In a new study, a team of researchers from the Karolinska Institutet in Sweden and the University of Miami in Florida analyzed the effects of treatment with analogues of the incretin hormone GLP-1 — drugs commonly used to treat type 2 diabetes — in a humanized mouse (a mouse in which genes, tissues, or even organs are of human origin), and found that extended daily use of these types of drugs — especially liraglutide — are associated with decreased insulin release and increased blood glucose levels.
The research article, “Liraglutide Compromises Pancreatic β Cell Function in a Humanized Mouse Model,” was published in the journal Cell Metabolism.
Incretin mimetics are blood-sugar suppressor drugs frequently used in the treatment of type 2 diabetes, due to their ability to increase the release of insulin through the stimulation of the glucose response of insulin-producing pancreatic beta cells.
There is significant short-term evidence that these drugs, such as liraglutide, are effective at least initially in the control of blood sugar. However, there have been several recent reports detailing side effects such as nausea and vomiting, and also lack of response to treatment. Importantly, the clinical evidence regarding long-term use of these drugs remains scarce.
The research team developed a humanized mouse model transplanted with human insulin-producing pancreatic cells, and studied the effects of the prolonged use of liraglutide. The mice were treated daily with liraglutide for more than 250 days, and researchers monitored the effects on the pancreatic beta cells.

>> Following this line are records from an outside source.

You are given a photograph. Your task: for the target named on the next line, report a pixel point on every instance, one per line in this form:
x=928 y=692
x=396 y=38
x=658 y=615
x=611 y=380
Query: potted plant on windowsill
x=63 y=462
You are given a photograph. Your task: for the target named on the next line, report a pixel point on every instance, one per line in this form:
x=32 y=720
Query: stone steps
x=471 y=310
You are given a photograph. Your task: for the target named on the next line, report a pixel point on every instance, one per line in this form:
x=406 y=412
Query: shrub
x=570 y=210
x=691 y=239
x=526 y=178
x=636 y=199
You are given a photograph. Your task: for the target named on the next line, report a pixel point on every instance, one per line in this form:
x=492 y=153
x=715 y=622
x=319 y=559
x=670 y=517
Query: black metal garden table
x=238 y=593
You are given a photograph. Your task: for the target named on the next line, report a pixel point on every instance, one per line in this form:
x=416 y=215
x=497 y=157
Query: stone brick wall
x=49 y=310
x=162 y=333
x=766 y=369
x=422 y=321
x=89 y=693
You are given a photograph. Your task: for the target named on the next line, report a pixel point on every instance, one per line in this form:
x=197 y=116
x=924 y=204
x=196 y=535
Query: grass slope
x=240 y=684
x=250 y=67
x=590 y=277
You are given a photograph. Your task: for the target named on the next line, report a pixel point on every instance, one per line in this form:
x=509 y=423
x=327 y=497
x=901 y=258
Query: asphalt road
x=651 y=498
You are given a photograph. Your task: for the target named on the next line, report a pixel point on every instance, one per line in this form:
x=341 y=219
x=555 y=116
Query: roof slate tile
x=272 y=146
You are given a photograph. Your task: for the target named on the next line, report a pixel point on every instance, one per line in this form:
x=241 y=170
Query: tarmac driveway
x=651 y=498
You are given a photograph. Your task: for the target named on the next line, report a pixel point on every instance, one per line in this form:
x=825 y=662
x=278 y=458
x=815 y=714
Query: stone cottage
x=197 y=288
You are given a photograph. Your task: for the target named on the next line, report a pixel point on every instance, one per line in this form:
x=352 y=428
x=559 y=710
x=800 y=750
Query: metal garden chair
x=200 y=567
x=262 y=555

The results showed that although the drug initially had a beneficial function on pancreatic cells, its long-term use compromised the release of insulin and led to an increase in blood sugar levels.
These results raise an important concern regarding the prolonged use of these drugs by diabetes patients.
The study’s senior author, Dr. Per-Olof Berggren, professor at the Rolf Luft Research Centre for Diabetes and Endocrinology at Karolinska Institutet’s Department of Molecular Medicine and Surgery, said in a press release, “We also need to take these results into account before prescribing blood-sugar suppressing GLP-1 analogues when planning long-term treatment regimens for patients. Our study also shows in general how to carry out in vivo (in living subjects) studies of the long-term effects of drugs on human insulin-producing cells, which should be extremely important to the drug industry.”